Question

American Idol Contestants on the TV show American Idol competed to win a singing contest. At one point, the website WhatNotToSing.com listed the actual numbers of eliminations for different orders of singing, and the expected number of eliminations was also listed. The results are in the table below. Use a 0.05 significance level to test the claim that the actual eliminations agree with the expected numbers. Does there appear to be support for the claim that the leadoff singers appear to be at a disadvantage?

Singing Order	1	2	3	4	5	6	7–12
Actual Eliminations	20	12	9	8	6	5	9
Expected Eliminations	12.9	12.9	9.9	7.9	6.4	5.5	13.5

Short answer

There is not enough evidence to conclude thatthe actual number of eliminations is not the same as the expected number of eliminations.

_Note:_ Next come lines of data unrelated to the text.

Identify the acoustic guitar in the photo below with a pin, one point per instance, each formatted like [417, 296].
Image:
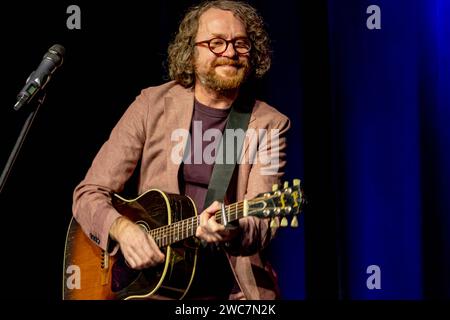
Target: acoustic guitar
[90, 273]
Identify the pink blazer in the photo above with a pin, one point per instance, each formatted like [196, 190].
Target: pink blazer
[144, 132]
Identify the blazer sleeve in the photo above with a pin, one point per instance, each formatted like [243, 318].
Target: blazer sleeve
[256, 233]
[110, 169]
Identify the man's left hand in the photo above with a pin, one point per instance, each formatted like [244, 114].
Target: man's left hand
[211, 231]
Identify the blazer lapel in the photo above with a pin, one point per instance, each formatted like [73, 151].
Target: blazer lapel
[178, 109]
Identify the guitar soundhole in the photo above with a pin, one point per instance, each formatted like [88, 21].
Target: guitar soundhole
[122, 275]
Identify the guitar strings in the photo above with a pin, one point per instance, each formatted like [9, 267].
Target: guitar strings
[172, 232]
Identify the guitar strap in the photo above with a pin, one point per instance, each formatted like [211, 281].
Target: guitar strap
[230, 149]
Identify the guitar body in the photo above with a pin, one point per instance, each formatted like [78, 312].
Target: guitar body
[91, 274]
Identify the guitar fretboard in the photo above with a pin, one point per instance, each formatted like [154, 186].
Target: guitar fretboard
[186, 228]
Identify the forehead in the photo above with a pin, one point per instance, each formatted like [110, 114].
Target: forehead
[220, 22]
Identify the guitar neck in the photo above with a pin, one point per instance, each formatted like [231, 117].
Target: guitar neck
[186, 228]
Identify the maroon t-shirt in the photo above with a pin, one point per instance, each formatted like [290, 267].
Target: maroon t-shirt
[214, 278]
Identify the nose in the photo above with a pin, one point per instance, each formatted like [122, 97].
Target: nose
[230, 52]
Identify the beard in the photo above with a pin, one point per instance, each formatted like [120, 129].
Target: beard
[230, 81]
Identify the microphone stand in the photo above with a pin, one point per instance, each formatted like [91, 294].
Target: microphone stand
[20, 139]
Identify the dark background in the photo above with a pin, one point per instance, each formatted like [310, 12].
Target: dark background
[369, 137]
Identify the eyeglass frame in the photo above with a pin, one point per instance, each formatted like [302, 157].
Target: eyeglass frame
[227, 42]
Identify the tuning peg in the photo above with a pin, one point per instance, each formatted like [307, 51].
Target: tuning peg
[294, 222]
[274, 223]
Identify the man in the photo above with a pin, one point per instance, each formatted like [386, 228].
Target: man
[220, 46]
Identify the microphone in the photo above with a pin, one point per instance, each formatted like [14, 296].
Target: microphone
[40, 77]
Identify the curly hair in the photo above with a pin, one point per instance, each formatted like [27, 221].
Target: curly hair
[181, 50]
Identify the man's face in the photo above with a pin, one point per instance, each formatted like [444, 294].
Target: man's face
[229, 69]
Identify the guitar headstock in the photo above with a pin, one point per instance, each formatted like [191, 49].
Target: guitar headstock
[279, 204]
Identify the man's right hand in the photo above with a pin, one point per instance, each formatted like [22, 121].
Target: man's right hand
[137, 246]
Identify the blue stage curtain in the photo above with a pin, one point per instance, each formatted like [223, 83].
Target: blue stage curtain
[391, 112]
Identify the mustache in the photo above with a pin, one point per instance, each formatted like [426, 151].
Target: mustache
[230, 62]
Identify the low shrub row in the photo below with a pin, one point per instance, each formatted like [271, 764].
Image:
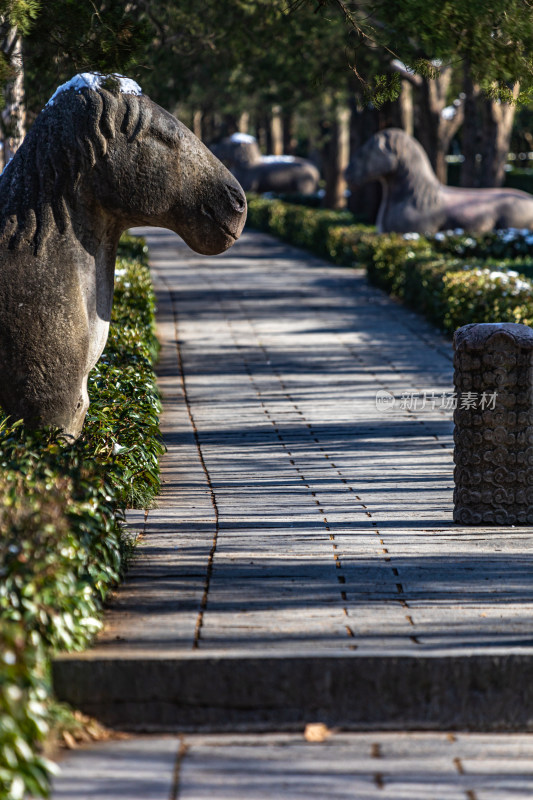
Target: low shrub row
[63, 544]
[451, 277]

Since the actual number of eliminations for the lead-off singers is 20 and the expected eliminations should have been 12.9, it can be said that the lead-off singers appear to be at a disadvantage.

Step-by-step solution

Given information

The actual number and the expected number of eliminations are tabulated for different orders for singing.

Hypotheses

The null hypothesis is as follows:

The actual number of eliminations is the same as the expected number of eliminations.

The alternative hypothesis is as follows:

The actual number of eliminations is not the same as the expected number of eliminations.

It is considered a right-tailed test.

If the test statistic value is greater than the critical value, then the null hypothesis is rejected, otherwise not.

Observed and expected frequencies

Observed Frequency:

The frequencies provided in the table are the observed frequencies. They are denoted by\(O\).

The following table shows the observed frequency for each order:

\({O_1}\)=20

\({O_2}\)=12

\({O_3}\)=9

\({O_4}\)=8

\({O_5}\)=6

\({O_6}\)=5

\({O_{7 - 12}}\)=9

Expected Frequency:

The expected frequencies are also tabulated in the problem. The values are written below:

\({E_1}\)=12.9

\({E_2}\)=12.9

\({E_3}\)=9.9

\({E_4}\)=7.9

\({E_5}\)=6.4

\({E_6}\)=5.5

\({E_{7 - 12}}\)=13.5

Test statistic

The test statistic is computed as shown below:

\[\begin{aligned}{c}{\chi ^2} = \sum {\frac{{{{\left( {O - E} \right)}^2}}}{E}\;\;\; \sim } {\chi ^2}_{\left( {k - 1} \right)}\\ = \frac{{{{\left( {20 - 12.9} \right)}^2}}}{{12.9}} + \frac{{{{\left( {12 - 12.9} \right)}^2}}}{{12.9}} + ....... + \frac{{{{\left( {9 - 13.5} \right)}^2}}}{{13.5}}\\ = 5.624\end{aligned}\]

Thus, \({\chi ^2} = 5.624\).

Obtain critical value, p-value and determine the conclusion of the test

The degrees of freedom are computed below:

\(\begin{aligned}{c}df = \left( {k - 1} \right)\\ = \left( {7 - 1} \right)\\ = 6\end{aligned}\)

The critical value of\({\chi ^2}\)for 6 degrees of freedom at 0.05 level of significance for a right-tailed test is equal to 12.5916.

The corresponding p-value is approximately equal to 0.466598.

Since the value of the test statistic is less than the critical value and the p-value is greater than 0.05, the null hypothesis is failed to reject.

There is not enough evidence to conclude thatthe actual number of eliminations is not the same as the expected number of eliminations.

Since the actual number of eliminations for the lead-off singers is 20 and the expected eliminations should have been 12.9, it can be said that the lead off singers appear to be at a disadvantage.